When executed correctly, branded mobile apps are the missing piece of the omnichannel puzzle because they create a more meaningful connection between the brand and the consumer. Most importantly, they establish a connection between a brand, its digital channels, stores, associates and customers. By bundling everything from mobile shopping, mobile in-store capabilities and loyalty with features like clienteling, push notifications and content, branded mobile apps provide a curated experience that consumers can carry around in their pocket.
On their own, branded mobile apps allow businesses with limited omnichannel capabilities to expand their digital footprint with a tool that’s relatively low cost and easy to implement. However, it’s important that they work in concert with a brand’s existing retail solutions. If product information is inaccurate, or a user profile isn’t up to date, brands will struggle to create experiences that consumers want to use again and again. When deployed as part of a more comprehensive omnichannel strategy, branded mobile apps allow businesses to add tremendous value for their customers while also driving sales.
The Dos And Don’ts Of Branded Mobile Apps
Before developing and deploying a branded mobile app, it’s important to understand the common mistakes brands make in this process. Here are a few things to keep in mind before getting started:
• Branded mobile apps ≠ mobile websites. If you’ve simply repackaged your brand’s website as a mobile app, you’ve failed. By their very nature, mobile apps should provide a more personalized experience for your customers. Brands that neglect to differentiate their app from other channels will be exposed by the consumer and the investment could go to waste.
• Set it and forget it doesn’t work. The development and deployment of a mobile app require resources and investment, but the work doesn’t end the day it goes live. At the most basic level, brands need to ensure the back end is working properly at all times and the front end is updated with the latest products and content. However, it is also important to innovate constantly. Surveying your users and listening to them will create an experience that they are more likely to engage with and suggest to others.
• Don’t neglect in-store functionality. Branded mobile apps are also a powerful tool for improving the customer experience in-store. Not only do they streamline digital processes like buying online to pick up in-store and mobile checkout, but they also offer new ways to interact with a store and its products. When building your mobile app, it’s critical to think about the features that will improve the in-store experience for your brand specifically.
• Security should be a top priority. When done right, mobile apps are a consumer’s key to a brand. While apps allow customers to research products, make purchases and interact with their favorite retailers, they also store (in some capacity) personal information like addresses, payment information and more. As the digital world grows so quickly and vastly, security is often viewed as an afterthought — if it’s even considered at all. Protecting customers and their data is essential to the success of your mobile app strategy.

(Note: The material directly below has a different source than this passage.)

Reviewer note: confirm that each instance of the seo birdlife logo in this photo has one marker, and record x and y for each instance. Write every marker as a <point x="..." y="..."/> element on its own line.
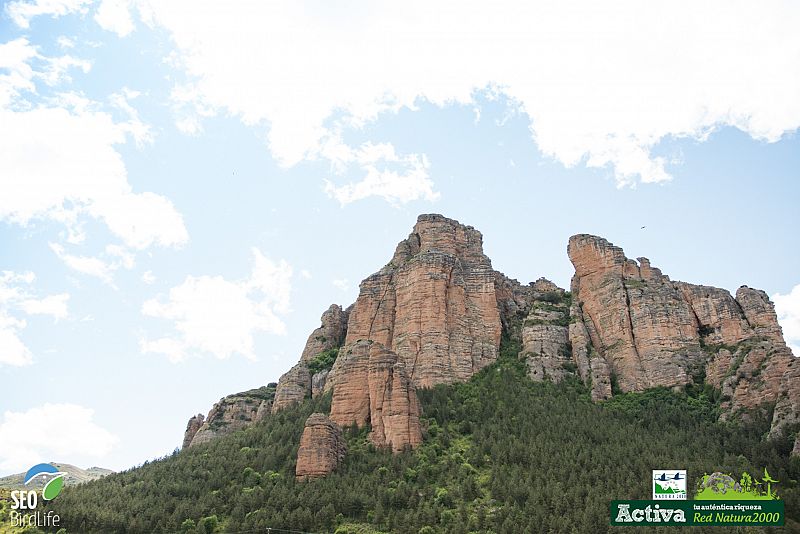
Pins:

It’s understandable why retail investments have focused on e-commerce and brick-and-mortar stores, especially amid the pandemic. Brands needed to ensure their businesses could survive. But that doesn’t mean mobile should be ignored. In fact, it should be viewed as a complement to the more traditional omnichannel capabilities and the next wave of commerce. This is even more true now that the pandemic is showing signs of receding. The brands that made it through have an opportunity to take stock and assess where they stand when it comes to their omnichannel competence. From there, they can determine what’s working, what’s not and where they should invest next.